Problem 1: (The Wine Dealer)

A wine dealer has a customer who is willing to pay ✩15,000 for two identical vintage bottles of wine.  The importer of the wine is currently holding 3 bottles in stock and has offered to sell the dealer two bottles for ✩5,000 each.  If the dealer decides to wait for a week, there is a probability of 0.3 that the importer will have sold no bottles, and a probability of 0.4 that one bottle will be sold during the week.  The price of a bottle will be ✩4,000 next week. If the dealer decides to wait an additional week, the price of a bottle from the importer will go down to ✩3,000. Assuming that the importer has three bottles in stock at the beginning of the second week, the probabilities for sales in week 2 are identical to those in the first week.
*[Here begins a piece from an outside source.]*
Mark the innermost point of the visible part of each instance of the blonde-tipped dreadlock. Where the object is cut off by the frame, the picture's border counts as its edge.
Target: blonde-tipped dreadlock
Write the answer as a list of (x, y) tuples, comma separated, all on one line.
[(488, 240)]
If, on the other hand, he only holds two bottles at the beginning of the week 2, there is a 0.6 probability that he won’t sell any bottles during the week. Any bottle left at the end of week 2 will be donated to charity by the importer. In any case, the customer is only interested in purchasing two identical bottles. What is the best policy in terms of EMV?

Problem 2: (The Chess Game)

Bobby Fisher has accepted the challenge to compete against the powerful chess computer “deep blue”. They will play a series of 2 games, where a victory awards 1 point, a draw awards 0.5 points and a loss awards no points.  In each game Fisher can choose one of two strategies: offensive or defensive.

If he chooses an offensive strategy, his chances of winning are 0.45, and his chances of losing are 0.55 (no possibility of a draw).

If he chooses a defensive strategy, he may win (0.2), finish in a draw (0.3) or lose (0.5). An overall victory is obtained by accumulating at least 1.5 points.

What is the best strategy (that  will  maximize  the probability  of an  overall  win  not  his expected score) for Fisher?